Thread

  1. Re: encode/decode support for base64url

    Florents Tselai <florents.tselai@gmail.com> — 2025-09-17T12:56:57Z

    On Wed, Sep 17, 2025 at 12:56 AM Masahiko Sawada <sawada.mshk@gmail.com>
    wrote:
    
    > On Wed, Aug 6, 2025 at 12:43 PM Florents Tselai
    > <florents.tselai@gmail.com> wrote:
    > >
    > >
    > >
    > > On Wed, Aug 6, 2025 at 4:34 PM Florents Tselai <
    > florents.tselai@gmail.com> wrote:
    > >>
    > >> Attaching v6 again because it wasn't picked up the last time.
    > >> Trying from Gmail's web page this time.
    > >>
    > >>
    > >>
    > >> On Tue, Aug 5, 2025 at 12:40 PM Florents Tselai <
    > florents.tselai@gmail.com> wrote:
    > >>>
    > >>>
    > >>>
    > >>> On 1 Aug 2025, at 1:13 PM, Florents Tselai <florents.tselai@gmail.com>
    > wrote:
    > >>>
    > >>>
    > >>> On Tue, Jul 29, 2025 at 3:25 PM Daniel Gustafsson <daniel@yesql.se>
    > wrote:
    > >>>>
    > >>>> > On 12 Jul 2025, at 21:40, David E. Wheeler <david@justatheory.com>
    > wrote:
    > >>>>
    > >>>> > Thank you!

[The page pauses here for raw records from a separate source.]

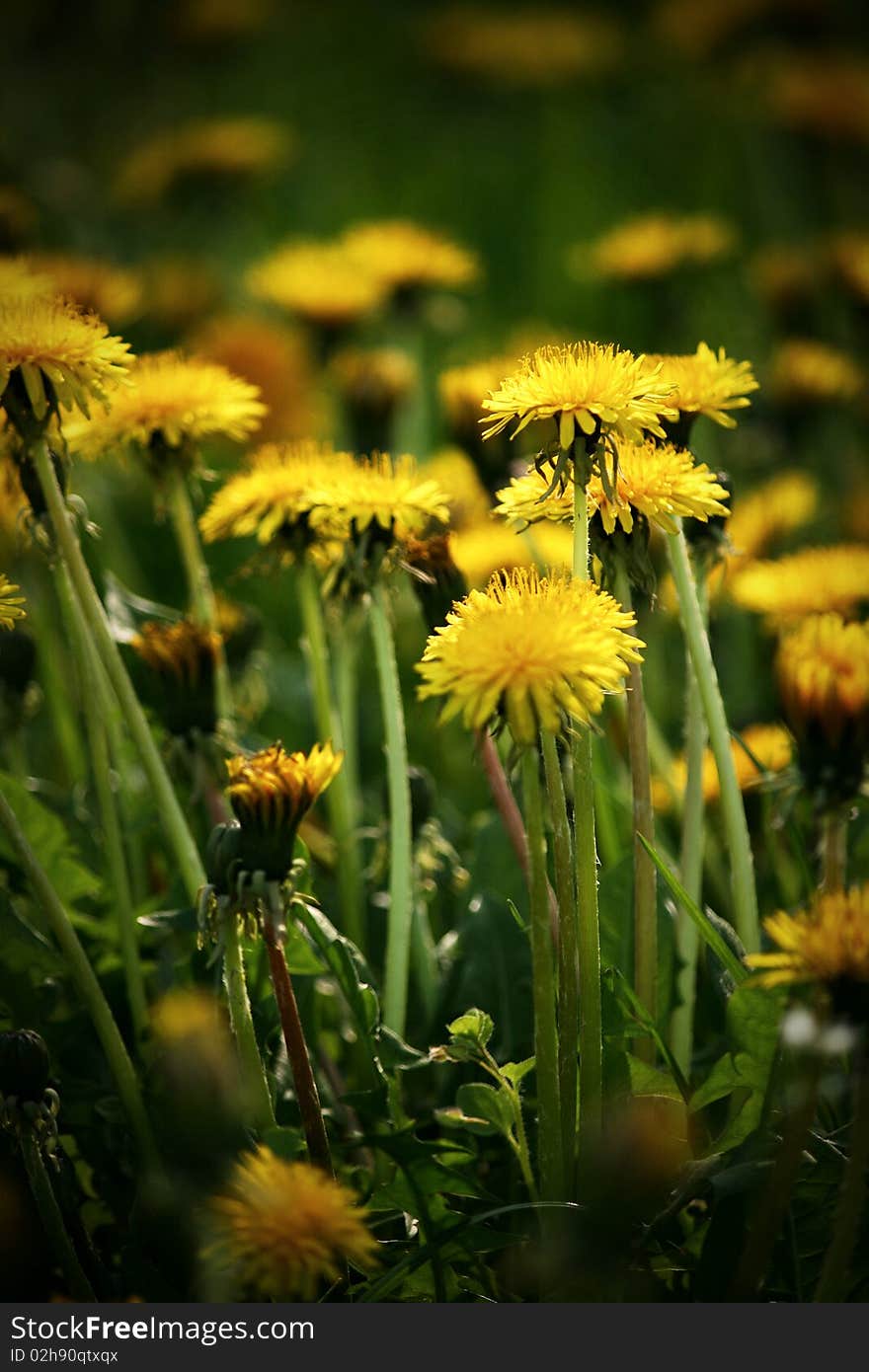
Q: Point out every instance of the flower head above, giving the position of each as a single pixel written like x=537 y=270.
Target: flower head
x=806 y=372
x=827 y=943
x=408 y=257
x=823 y=672
x=758 y=752
x=317 y=281
x=655 y=245
x=172 y=404
x=276 y=493
x=62 y=358
x=274 y=789
x=10 y=602
x=281 y=1228
x=534 y=650
x=809 y=582
x=587 y=386
x=707 y=383
x=235 y=147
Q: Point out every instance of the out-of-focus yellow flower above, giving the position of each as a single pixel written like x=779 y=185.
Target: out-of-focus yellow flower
x=276 y=493
x=393 y=493
x=827 y=943
x=408 y=257
x=274 y=358
x=11 y=604
x=284 y=1228
x=172 y=404
x=812 y=580
x=229 y=147
x=274 y=789
x=806 y=372
x=523 y=46
x=827 y=95
x=115 y=292
x=457 y=477
x=823 y=672
x=63 y=357
x=658 y=483
x=655 y=245
x=490 y=546
x=759 y=751
x=537 y=651
x=591 y=387
x=317 y=281
x=707 y=383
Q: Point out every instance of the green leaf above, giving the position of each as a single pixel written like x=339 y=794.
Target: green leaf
x=486 y=1108
x=710 y=935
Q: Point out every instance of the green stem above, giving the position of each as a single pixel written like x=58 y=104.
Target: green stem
x=646 y=883
x=52 y=1219
x=569 y=960
x=833 y=1280
x=341 y=796
x=585 y=855
x=171 y=812
x=200 y=589
x=545 y=1029
x=240 y=1019
x=401 y=830
x=690 y=859
x=732 y=808
x=108 y=802
x=83 y=975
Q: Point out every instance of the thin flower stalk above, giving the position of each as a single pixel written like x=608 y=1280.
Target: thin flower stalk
x=169 y=808
x=732 y=807
x=85 y=981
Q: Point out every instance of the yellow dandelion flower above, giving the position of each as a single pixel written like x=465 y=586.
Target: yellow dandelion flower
x=319 y=281
x=283 y=1228
x=823 y=671
x=659 y=483
x=535 y=650
x=759 y=751
x=523 y=46
x=173 y=402
x=771 y=510
x=276 y=493
x=490 y=546
x=393 y=493
x=707 y=383
x=827 y=943
x=803 y=370
x=62 y=357
x=655 y=245
x=809 y=582
x=274 y=358
x=115 y=292
x=234 y=147
x=408 y=257
x=456 y=474
x=10 y=602
x=597 y=389
x=274 y=789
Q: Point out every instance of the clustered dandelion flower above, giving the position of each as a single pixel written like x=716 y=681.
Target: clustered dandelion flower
x=172 y=402
x=274 y=789
x=810 y=580
x=533 y=650
x=759 y=751
x=827 y=943
x=11 y=604
x=588 y=386
x=281 y=1228
x=62 y=355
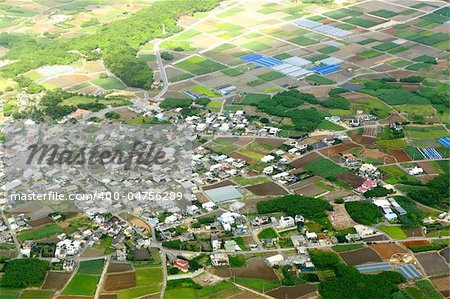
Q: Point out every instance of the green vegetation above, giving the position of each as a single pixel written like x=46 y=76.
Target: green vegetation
x=82 y=285
x=428 y=289
x=267 y=233
x=364 y=212
x=347 y=247
x=171 y=103
x=199 y=65
x=292 y=205
x=270 y=76
x=395 y=232
x=40 y=233
x=325 y=168
x=91 y=267
x=257 y=284
x=320 y=80
x=435 y=194
x=349 y=283
x=237 y=261
x=378 y=191
x=22 y=273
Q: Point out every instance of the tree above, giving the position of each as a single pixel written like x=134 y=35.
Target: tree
x=21 y=273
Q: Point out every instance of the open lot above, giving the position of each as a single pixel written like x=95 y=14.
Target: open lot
x=360 y=256
x=432 y=263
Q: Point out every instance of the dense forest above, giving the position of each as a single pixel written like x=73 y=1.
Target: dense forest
x=117 y=43
x=311 y=208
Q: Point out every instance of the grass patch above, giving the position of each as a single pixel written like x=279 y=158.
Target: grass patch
x=259 y=285
x=267 y=233
x=40 y=233
x=395 y=232
x=320 y=80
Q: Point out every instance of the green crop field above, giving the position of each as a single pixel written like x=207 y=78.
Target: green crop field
x=109 y=83
x=82 y=285
x=40 y=233
x=91 y=267
x=395 y=232
x=267 y=233
x=199 y=65
x=270 y=76
x=325 y=168
x=319 y=79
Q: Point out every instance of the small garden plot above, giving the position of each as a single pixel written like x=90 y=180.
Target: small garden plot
x=432 y=263
x=36 y=294
x=40 y=233
x=199 y=65
x=82 y=285
x=325 y=168
x=360 y=256
x=267 y=233
x=232 y=72
x=395 y=232
x=303 y=41
x=109 y=83
x=256 y=46
x=148 y=281
x=120 y=281
x=267 y=189
x=425 y=133
x=387 y=250
x=55 y=280
x=270 y=76
x=320 y=80
x=384 y=13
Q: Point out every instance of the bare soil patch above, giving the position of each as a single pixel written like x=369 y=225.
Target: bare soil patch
x=40 y=222
x=292 y=292
x=416 y=243
x=399 y=155
x=330 y=151
x=442 y=285
x=433 y=263
x=351 y=179
x=218 y=185
x=256 y=268
x=445 y=253
x=269 y=188
x=310 y=190
x=119 y=267
x=360 y=256
x=120 y=281
x=387 y=250
x=300 y=162
x=55 y=280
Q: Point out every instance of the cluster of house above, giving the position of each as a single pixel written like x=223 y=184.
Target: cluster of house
x=209 y=167
x=388 y=206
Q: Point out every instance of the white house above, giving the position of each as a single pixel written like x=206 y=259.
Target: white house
x=275 y=260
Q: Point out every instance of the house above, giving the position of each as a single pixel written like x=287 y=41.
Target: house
x=298 y=240
x=69 y=265
x=311 y=236
x=232 y=246
x=219 y=259
x=415 y=171
x=267 y=159
x=183 y=265
x=275 y=260
x=286 y=221
x=216 y=244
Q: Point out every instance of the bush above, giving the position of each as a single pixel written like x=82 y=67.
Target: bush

This looks great. The attached revision makes a a couple
    > of minor changes:
    > >>>>
    > >>>> I also had a look at this today and agree that it looks pretty close
    > to being
    > >>>> done, and a feature we IMHO would like to have.
    > >>>
    > >>>
    > >>> Thanks for having a look Daniel!
    > >>>
    > >>>>
    > >>>>
    > >>>>
    > >>>> The attached version also adds a commit message, tweaks the
    > documentation along
    > >>>> with a few small changes to error message handling etc.
    > >>>
    > >>>
    > >>> In the doc snippet
    > >>>
    > >>> > The base64url alphabet use '-' instead of '+' and '_' instead of '/'
    > and also omits the '=' padding character.
    > >>>
    > >>> Should be
    > >>>
    > >>> > The base64url alphabet uses '-' instead of '+' and '_' instead of
    > '/', and also omits the '=' padding character.
    > >>>
    > >>> I'd also add a comma before "and also"
    > >>>
    > >>>>
    > >>>> The base64 code this extends is the RFC 2045 variant while base64url
    > is based
    > >>>> on base64 from RFC 3548 (obsoleted by RFC 4648).  AFAICT this is not
    > a problem
    > >>>> here but has anyone else verified this?
    > >>>
    > >>>
    > >>> I don't see how this can be a problem in practice.
    > >>> The conversions are straightforward,
    > >>> and the codepath used with url=true is a new one and doesn't change
    > past behavior.
    > >>>
    > >>>
    > >>> Here’s a v6; necessary because func.sgml was split .
    > >>> No other changes compared to v5.
    > >
    > >
    > > v6 introduced some whitespace errors in the regression files.
    > >
    > > Here's a v7 that fixes that
    >
    > While the patch looks good to me I have one question:
    >
    > -                        errmsg("invalid symbol \"%.*s\" found while
    > decoding base64 sequence",
    > -                               pg_mblen(s - 1), s - 1)));
    > +                        errmsg("invalid symbol \"%.*s\" found while
    > decoding %s sequence",
    > +                               pg_mblen(s - 1), s - 1,
    > +                               url ? "base64url" : "base64")));
    >
    > The above change makes the error message mention the encoding name
    > properly. On the other hand, in pg_base64_decode_internal() there are
    > two places where we report invalid data and always mention 'based64'
    > in the error message:
    >
    > ereport(ERROR,
    >         (errcode(ERRCODE_INVALID_PARAMETER_VALUE),
    >          errmsg("unexpected \"=\" while decoding base64 sequence")));
    >
    > and
    >
    > ereport(ERROR,
    >         (errcode(ERRCODE_INVALID_PARAMETER_VALUE),
    >          errmsg("invalid base64 end sequence"),
    >          errhint("Input data is missing padding, is truncated, or is
    > otherwise corrupted.")));
    >
    > Do we need to have a similar change for these messages?
    >
    
    Good catch, Masahiko-san. They shouldn't be hardcoded either.
    
    I've updated that and also the wording in the regression tests, too.